Last week, I wrote about the effort by a far-left radical member of parliament up in Canada to make it a criminal act to say nice things about oil, natural gas, or coal. The MP in question, a member of the NDP named Charlie Angus, repeatedly said his goal is to treat fossil fuel companies like western governments dealt with the Big Tobacco companies back in the 1990s.
Though this may seem like a new, novel approach by this self-aggrandizing bully boy, I know from hard personal experience it is nothing new at all. Those of us active in industry-wide projects and organizations knew way back in the early 1990s that those on the far left and in the Clinton administration were actively looking for legal arguments to equate Big Tobacco, whose products had no socially redeeming value of any kind, to Big Oil, whose products had made life-extending and enhancing modern living possible.
It was like dreaming the impossible dream for these zealots, but being zealots, they persisted in dreaming it nonetheless.
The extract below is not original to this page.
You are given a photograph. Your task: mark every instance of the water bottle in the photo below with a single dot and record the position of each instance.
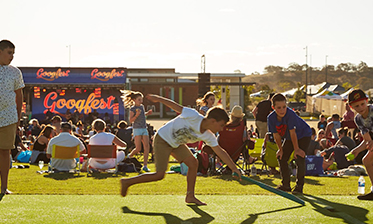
(253, 170)
(361, 189)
Thus, it was that, in July 1996, I received a call from my boss’s executive assistant at Burlington Resources, where I worked from 1987 thru the company’s buyout by ConocoPhillips in 2006, letting me know that the mailman was waiting at the reception desk with a certified package addressed to me. No big deal: That had happened before, so I went to go sign for it, whatever it was.
So, I signed for the package and headed back to my office. Lo and behold, when I opened the thing up, I found a formal subpoena from the US Attorney’s office in Casper, Wyoming demanding the production of all documents related to the valuation of royalty payments to the federal government for the company’s oil and gas production located in the state of Wyoming for the previous 7 years.